Roles of the intramolecular disulfide bridge in MotX and MotY, the specific proteins for sodium-driven motors in Vibrio spp

Abstract

The proteins PomA, PomB, MotX, and MotY are essential for the motor function of Na+-driven flagella in Vibrio spp. Both MotY and MotX have the two cysteine residues (one of which is in a conserved tetrapeptide [CQLV]) that are inferred to form an intramolecular disulfide bond. The cysteine mutants of MotY prevented the formation of an intramolecular disulfide bond, which is presumably important for protein stability. Disruption of the disulfide bridge in MotX by site-directed mutagenesis resulted in increased instability, which did not, however, affect the motility of the cells.
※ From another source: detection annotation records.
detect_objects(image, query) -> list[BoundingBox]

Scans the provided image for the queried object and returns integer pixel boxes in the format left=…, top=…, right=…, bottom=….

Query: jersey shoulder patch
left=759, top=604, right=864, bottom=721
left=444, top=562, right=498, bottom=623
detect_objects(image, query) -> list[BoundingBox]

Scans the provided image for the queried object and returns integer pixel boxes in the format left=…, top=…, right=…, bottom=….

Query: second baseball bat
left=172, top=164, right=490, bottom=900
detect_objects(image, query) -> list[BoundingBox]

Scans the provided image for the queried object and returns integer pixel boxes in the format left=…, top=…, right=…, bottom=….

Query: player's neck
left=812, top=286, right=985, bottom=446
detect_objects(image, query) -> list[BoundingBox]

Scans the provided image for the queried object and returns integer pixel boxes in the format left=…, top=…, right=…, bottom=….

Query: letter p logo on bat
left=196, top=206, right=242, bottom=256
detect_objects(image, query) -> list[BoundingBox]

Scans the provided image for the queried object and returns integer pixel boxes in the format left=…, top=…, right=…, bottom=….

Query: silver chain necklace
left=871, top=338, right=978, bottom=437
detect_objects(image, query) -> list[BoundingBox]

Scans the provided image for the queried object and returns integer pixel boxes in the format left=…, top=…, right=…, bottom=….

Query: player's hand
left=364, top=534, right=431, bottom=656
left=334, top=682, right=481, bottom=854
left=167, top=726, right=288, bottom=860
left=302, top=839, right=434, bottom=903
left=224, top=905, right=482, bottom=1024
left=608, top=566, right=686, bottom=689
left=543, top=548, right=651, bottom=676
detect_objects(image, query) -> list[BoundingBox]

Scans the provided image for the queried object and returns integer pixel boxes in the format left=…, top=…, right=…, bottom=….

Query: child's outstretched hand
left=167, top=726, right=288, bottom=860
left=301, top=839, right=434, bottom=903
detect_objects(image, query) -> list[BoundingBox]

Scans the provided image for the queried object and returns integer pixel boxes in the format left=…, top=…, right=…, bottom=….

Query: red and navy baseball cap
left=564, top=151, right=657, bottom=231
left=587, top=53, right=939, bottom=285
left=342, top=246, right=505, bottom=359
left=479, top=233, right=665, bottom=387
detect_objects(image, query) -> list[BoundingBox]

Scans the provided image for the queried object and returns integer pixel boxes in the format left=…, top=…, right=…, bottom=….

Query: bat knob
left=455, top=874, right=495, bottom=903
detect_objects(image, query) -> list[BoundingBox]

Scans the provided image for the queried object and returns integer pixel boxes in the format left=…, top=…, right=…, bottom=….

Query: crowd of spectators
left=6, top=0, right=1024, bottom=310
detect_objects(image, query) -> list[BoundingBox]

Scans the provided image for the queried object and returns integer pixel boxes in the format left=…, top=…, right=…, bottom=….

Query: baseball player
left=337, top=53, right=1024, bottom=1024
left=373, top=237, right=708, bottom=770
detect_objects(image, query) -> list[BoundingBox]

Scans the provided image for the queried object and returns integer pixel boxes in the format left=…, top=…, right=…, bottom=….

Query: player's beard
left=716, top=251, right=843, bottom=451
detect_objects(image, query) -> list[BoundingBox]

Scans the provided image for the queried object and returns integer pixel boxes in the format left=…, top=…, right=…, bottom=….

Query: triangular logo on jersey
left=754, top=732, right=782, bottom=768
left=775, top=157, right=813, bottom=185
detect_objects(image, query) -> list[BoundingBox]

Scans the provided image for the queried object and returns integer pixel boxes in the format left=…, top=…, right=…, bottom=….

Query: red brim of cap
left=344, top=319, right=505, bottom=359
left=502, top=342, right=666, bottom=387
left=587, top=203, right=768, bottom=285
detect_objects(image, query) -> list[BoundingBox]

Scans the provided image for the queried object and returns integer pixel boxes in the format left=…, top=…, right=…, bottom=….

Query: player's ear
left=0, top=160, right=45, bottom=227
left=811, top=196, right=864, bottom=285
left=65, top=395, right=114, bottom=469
These lines of evidence suggest that the intramolecular disulfide bonds are involved in the stability of both proteins, but only MotY requires the intramolecular bridge for proper function.

FIG. 1.

Characterization of MotY mutants. (A) VPG (1% polypeptone, 0.4% K₂HPO₄, 3% NaCl, and 0.5% [wt/vol] glycerol) plates containing 0.25% agar and 100 μg/ml kanamycin were inoculated with fresh colonies of the wild-type strain (VIO5) or the ΔmotY mutant strain (GRF2) expressing the indicated proteins from plasmids. They were incubated at 30°C for 4 h or 15 h. The plasmids and strains used are listed in Table 1. (B) Whole-cell lysates and the membrane fractions of GRF2 cells (ΔmotY) expressing the indicated proteins from plasmids and the wild-type strain [VIO5; wt (genomic)] were prepared and subjected to sodium dodecyl sulfate-polyacrylamide gel electrophoresis and immunoblotting as described previously (35) using anti-MotY antibodies (MotYB0079) in the absence (left) or the presence (right) of 2-mercaptoethanol (2ME). The asterisks (upper left and upper right) indicate that those samples were 1/10 the volume of the other samples. The anti-MotY antibody was raised against purified MotY produced from pKJ503 (25), which encoded C-terminally histidine-tagged MotY.

FIG. 2.

Detection of MotX in strains coexpressing various MotY mutant proteins. Whole-cell lysates of the GRF2 strain (ΔmotY) expressing the indicated proteins from plasmids and the wild-type strain [VIO5; wt (genomic)] were prepared and subjected to sodium dodecyl sulfate-polyacrylamide gel electrophoresis and immunoblotting as described previously (35) using anti-MotX antibodies (MotXB0080).

FIG. 3.

Characterization of the MotX mutants. (A) VPG plates containing 0.25% agar, kanamycin, and various concentrations of DTT were inoculated with fresh colonies of motX mutant cells (NMB94) expressing the indicated proteins from plasmids and incubated at 30°C for 4 h. (B) Whole-cell lysates of the NMB94 strain expressing the indicated proteins from plasmids were prepared and subjected to sodium dodecyl sulfate-polyacrylamide gel electrophoresis and immunoblotting as described previously (35) using anti-MotX antibodies (MotXB0080) in the absence (−) and the presence (+) of 2-mercaptoethanol (2ME). The anti-MotX antibody was raised against purified MotX produced from pKJ402, which encoded C-terminally histidine-tagged MotX.

FIG. 4.

Biotin maleimide labeling of MotX cysteine residues. NMB94 harboring pMO401 (MotX wild type) was treated with biotin maleimide (BM) and DTT or CuCl₂. The immunoprecipitates were separated by sodium dodecyl sulfate-polyacrylamide gel electrophoresis and transferred to polyvinylidene difluoride membranes. Biotinylated MotX was detected with streptavidin-conjugated horseradish peroxidase and chemiluminescence (A) or immunoblotting using anti-MotX antibodies (B).

FIG. 5.

Schematic diagram of MotX and MotY. MotX and MotY contain two cysteine residues and the conserved tetrapeptide CQLV. The arrowheads indicate the cleavage sites of the signal sequences (gray sections). The double-headed arrow demarcates the region containing the putative motif for peptidoglycan binding (PG motif). a.a., amino acids.